Stuff and Nonsense

Not many people realise that the idea of stuffing olives was hit upon by an obscure sect of Spanish nuns who, when there was a seasonal glut of the things, came up with the idea of removing the pit and substituting it with a slice of pimento.  These stuffed olives proved so popular – and financially rewarding for the convent – that it gave rise to a major industry with, it is said, a good nun being able to stuff up to 600 olives a day. 

Needless to say their role in this entrepreneurial venture was soon forgotten when a money-grubbing industrialist mechanised the process and – able to produce more stuffed olives in an hour than a nun could in a day – captured the market and put the convent out of business.    

It’s the sort of trivia that Krabbmann sometimes comes up with as a prelude to talking about ways of making money out of the diving industry. 

“It’s sad,” he said, “to think of those nuns spending years stuffing olives in order to raise money for charitable purposes, only to have somebody with greater resources capitalise on their discovery and reap all of the rewards.  But that’s market forces for you.

“Diving’s no exception.” He continued.  “Look at Haldane.  The same thing happened to him; except that he spent years stuffing goats into recompression chambers – rather than pimentos into olives – in order to formulate a set of decompression tables that would alleviate the bends. 

“Having laid the groundwork, his freely available findings were taken up by later generations of researchers, many of whom developed their own proprietary tables that they now sell at a profit to other users.  Stuff happens.”  Krabbmann said, philosophically.

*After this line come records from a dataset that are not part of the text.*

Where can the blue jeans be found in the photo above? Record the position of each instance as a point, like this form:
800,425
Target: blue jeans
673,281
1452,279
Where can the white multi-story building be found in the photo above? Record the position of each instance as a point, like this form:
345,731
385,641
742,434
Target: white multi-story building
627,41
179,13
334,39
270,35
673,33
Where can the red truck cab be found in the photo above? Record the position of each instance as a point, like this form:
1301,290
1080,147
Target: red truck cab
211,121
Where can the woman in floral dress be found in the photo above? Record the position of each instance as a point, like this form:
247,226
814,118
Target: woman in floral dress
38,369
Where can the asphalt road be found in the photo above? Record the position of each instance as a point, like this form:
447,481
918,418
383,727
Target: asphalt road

Having gone down a similar path, I sympathised with the nuns and Haldane.

As the President of Zymurgy Inc., (an international not-for-profit consortium of diving technologists committed to providing divers with equipment so ahead of its time that no recognisable need for it yet exists) I played a prominent role in the design and development of the world’s first Nitrox Snorkel, the ‘Uranus’.

With the intention of sharing all of our designs with the entire diving community, we never considered slapping a patent on ‘Uranus’, a snorkel that, in outward appearance, resembled the 1954, U.S. Divers model; the one with a ping-pong ball valve at its upper end.

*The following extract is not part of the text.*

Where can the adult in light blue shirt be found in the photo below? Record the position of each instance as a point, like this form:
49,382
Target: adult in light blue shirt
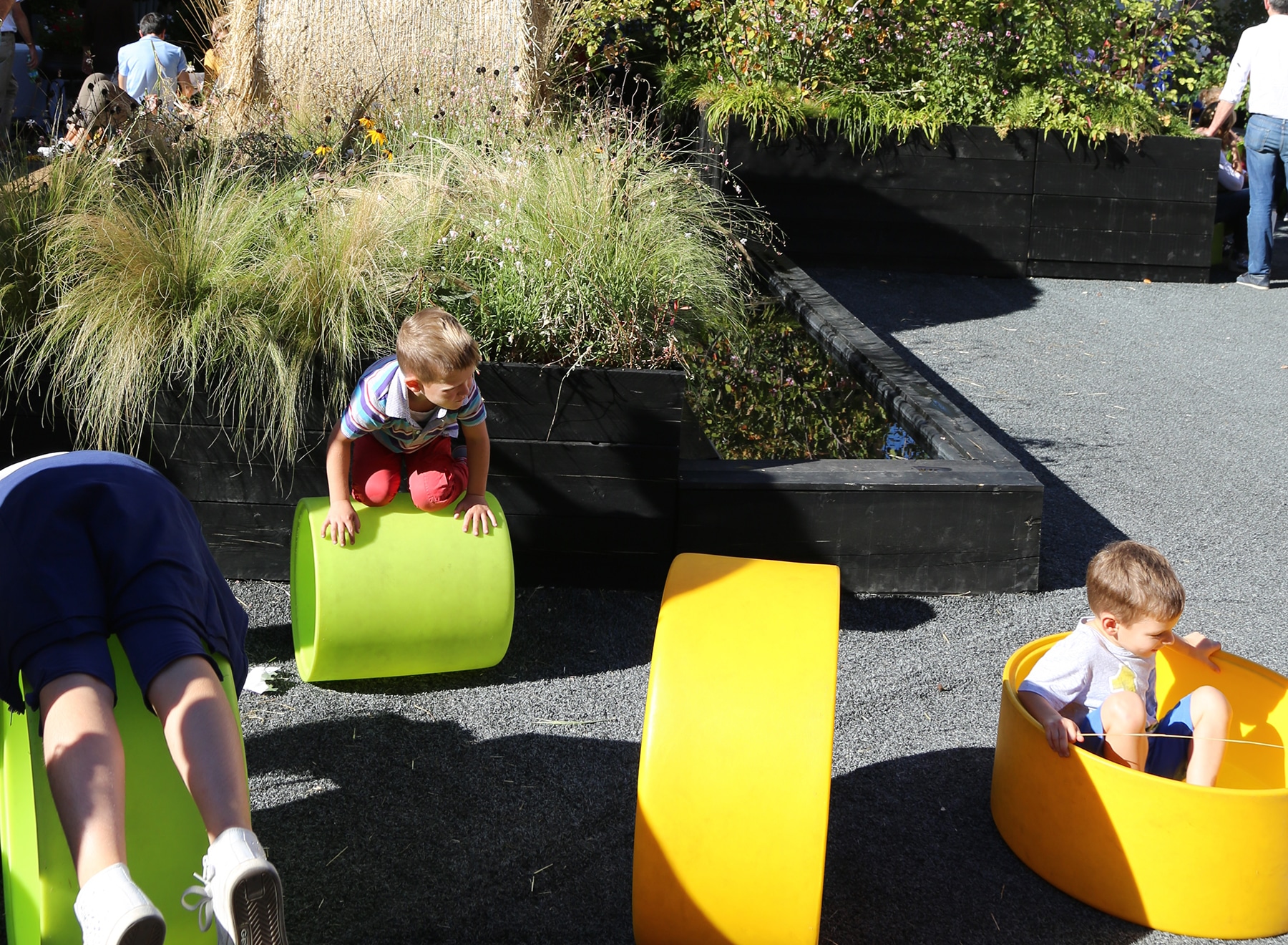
152,64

With all of the usual characteristics of a conventional snorkel, what set ‘Uranus’ apart was the inclusion of a membrane adsorbent located in a canister midway along the stem of the snorkel:  A mechanism that served to filter unwanted gases from the mix while allowing the operator to select the appropriate oxygen mix via a manually operated spindle valve attached to the reservoir well at the snorkel’s lower end.

Unlike modern snorkels, the top of ours curved downwards and was fitted with an open sided ‘cage’ housing the microchip sensor device, a ping-pong ball shaped instrument that automatically switched the mix to 21% oxygen on the surface.

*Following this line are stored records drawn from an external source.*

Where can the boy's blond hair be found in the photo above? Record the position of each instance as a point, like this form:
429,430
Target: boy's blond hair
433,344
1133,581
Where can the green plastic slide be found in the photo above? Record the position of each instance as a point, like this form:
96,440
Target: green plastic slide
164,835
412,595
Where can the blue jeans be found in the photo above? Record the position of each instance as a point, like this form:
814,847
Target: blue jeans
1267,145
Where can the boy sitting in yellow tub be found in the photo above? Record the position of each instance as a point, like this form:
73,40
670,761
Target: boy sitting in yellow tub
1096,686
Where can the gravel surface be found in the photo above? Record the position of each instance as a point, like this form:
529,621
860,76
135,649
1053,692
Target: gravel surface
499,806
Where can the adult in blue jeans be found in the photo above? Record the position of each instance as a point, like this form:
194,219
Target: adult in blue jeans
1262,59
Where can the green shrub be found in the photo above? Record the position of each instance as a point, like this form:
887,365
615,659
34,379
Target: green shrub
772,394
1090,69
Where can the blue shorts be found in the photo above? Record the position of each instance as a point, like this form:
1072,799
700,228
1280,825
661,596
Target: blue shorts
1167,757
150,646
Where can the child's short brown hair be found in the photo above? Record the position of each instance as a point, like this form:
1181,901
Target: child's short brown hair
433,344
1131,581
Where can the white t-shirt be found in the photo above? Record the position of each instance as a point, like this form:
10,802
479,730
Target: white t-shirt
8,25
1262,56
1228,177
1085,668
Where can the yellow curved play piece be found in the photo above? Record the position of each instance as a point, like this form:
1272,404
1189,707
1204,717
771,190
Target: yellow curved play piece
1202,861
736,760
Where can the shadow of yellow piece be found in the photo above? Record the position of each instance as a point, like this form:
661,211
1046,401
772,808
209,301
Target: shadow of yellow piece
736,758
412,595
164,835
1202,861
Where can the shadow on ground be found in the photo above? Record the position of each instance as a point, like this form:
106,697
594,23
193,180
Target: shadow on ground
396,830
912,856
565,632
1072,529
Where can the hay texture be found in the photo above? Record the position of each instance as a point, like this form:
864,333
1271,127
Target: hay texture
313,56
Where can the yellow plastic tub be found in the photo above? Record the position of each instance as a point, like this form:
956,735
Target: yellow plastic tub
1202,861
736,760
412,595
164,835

However, and despite positive comment from that small core group of divers interested in pushing technology to its limits, sales of ‘Uranus’ weren’t even sufficient to cover our R&D costs.  (Probably because of our insistence that every purchaser paid an additional fee for the mandatory two-day training course in its use.) 

Turning our attention to other more lucrative projects, we told the distributor to “sit on Uranus”, and then promptly forgot about it.  Until just recently, that is, when another diving organization, realising the enormous profit potential in the compulsory training programme, launched their own version of the Nitrox Snorkel.

Micro-chip sensor

A shameless copy employing the same technology as our original design, the only difference between their unimaginatively named, ‘E-Snorkel’ and the ‘Uranus’ was the replacement of our manually operated spindle valve with an automated electronic gizmo.  An innovation that, they claimed, gave the E-Snorkel greater appeal by eliminating the need for users to think for themselves, thereby reducing the time and cost of training and encouraging more sales.

It was impossible to say who’d been stuffed the most:  Zymurgy Inc. for failing to patent the Nitrox Snorkel, or the would-be divers trained to believe that technology really is a replacement for knowledge.